The full moon slid down the sky into the west early this morning. It was so bright.
I had wanted to stay up and go outside to watch it last night, but alas, had not the wherewithal. It was pretty cloudy, anyway.
Was it the weight of the full moon that crushed my stomach yesterday? The day was so heavy.
I got up, made coffee, made to do lists, milked the cow, washed jars, phoned a friend, spoke to my mom and dad, dug up a mountain of plantain and dock. I even cooked a nice meal for the kids at lunch, trout with a dill cream sauce and asparagus. Read a couple more chapters of the Last Battle with the kids. Distributed Dutch Valley Coop grains.
But it was all hard. Every last bit of it, interspersed with moments of sitting, listening to piano sonatas, stone still.
A guest remarked about how strong I am, how it amazes her.
She didn't see me, afterward, lying down in my bed, crying out to God to "help me, help me, help me."
Today is a new day. The roosters are crowing. The sheep will be out to graze in another half hour. I will milk Coco. Not very strong. Weakly moving forward. Like a hospital patient, getting up out of bed, being cheered on by the nurses as I make the 20 steps down the hall to the nurses station.
Don't worry, it isn't that bad every single minute. But it occasionally feels pretty bad. I thank God for the farm and the kids to give me reason to keep getting up and moving around, even if it is slowly.
By the way, the lambs' tails are dropping off, one by one. They look a bit naked without their floppy tail. I found the geese hissing and snapping as they sit on their unfertilized eggs. I felt sad for them. Maybe we can find some fertilized geese eggs to swap in? The mama hen braved the wind and the cool to take her week old little chickies out for a stroll. They scratched and pecked and stayed close to mama for their first farm lesson. Garden is sprouting. Market season is upon us. Tomorrow is first serious baking day. I am nervous that I will flop. Nervous that I am too tired, sad, etc. But here we are.
Hoping for the same divine energy that causes moons to rise and fall and chicks to hatch to help me have enough. Enough to accomplish the little tasks set before me.

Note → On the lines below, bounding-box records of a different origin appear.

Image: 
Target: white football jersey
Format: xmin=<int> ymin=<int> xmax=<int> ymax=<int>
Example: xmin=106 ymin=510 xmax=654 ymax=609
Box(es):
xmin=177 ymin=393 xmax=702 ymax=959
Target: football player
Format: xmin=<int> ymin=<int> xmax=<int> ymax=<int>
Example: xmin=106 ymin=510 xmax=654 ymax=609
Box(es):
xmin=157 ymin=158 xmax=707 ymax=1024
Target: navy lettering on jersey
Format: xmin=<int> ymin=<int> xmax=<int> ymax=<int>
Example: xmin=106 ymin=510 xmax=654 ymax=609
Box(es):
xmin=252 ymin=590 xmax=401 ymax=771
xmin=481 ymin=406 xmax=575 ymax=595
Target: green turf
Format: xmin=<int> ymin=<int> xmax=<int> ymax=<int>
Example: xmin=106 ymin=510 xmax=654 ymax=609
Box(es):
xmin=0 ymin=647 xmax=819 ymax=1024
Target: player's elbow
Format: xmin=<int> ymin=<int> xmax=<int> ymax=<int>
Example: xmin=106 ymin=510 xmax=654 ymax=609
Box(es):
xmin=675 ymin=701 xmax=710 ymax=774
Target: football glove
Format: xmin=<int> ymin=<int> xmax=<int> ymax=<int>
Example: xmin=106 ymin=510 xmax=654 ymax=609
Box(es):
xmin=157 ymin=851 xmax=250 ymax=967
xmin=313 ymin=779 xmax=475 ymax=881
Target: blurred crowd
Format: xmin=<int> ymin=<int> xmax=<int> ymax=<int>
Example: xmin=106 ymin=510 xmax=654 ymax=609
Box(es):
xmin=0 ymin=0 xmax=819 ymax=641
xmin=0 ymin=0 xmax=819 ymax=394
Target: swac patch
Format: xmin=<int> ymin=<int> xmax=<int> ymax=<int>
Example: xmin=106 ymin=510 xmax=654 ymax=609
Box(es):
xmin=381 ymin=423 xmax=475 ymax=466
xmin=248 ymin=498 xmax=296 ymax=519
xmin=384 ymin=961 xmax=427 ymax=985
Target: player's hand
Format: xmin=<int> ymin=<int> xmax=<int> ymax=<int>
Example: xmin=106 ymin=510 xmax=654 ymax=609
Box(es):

PS I was just going to skip writing because I am afraid that readers will get tired of reading about sad days. But since I am not paying anyone to read this blog, I decided I would keep it real. Even though it is humbling, and I don't want people to worry about me, and think they have to fix everything for me. I guess I wanted some other sad reader to know that when the grief is there, sometimes the occasional bad day turns into a bad week, and from what others tell me, it is a normal part of grieving.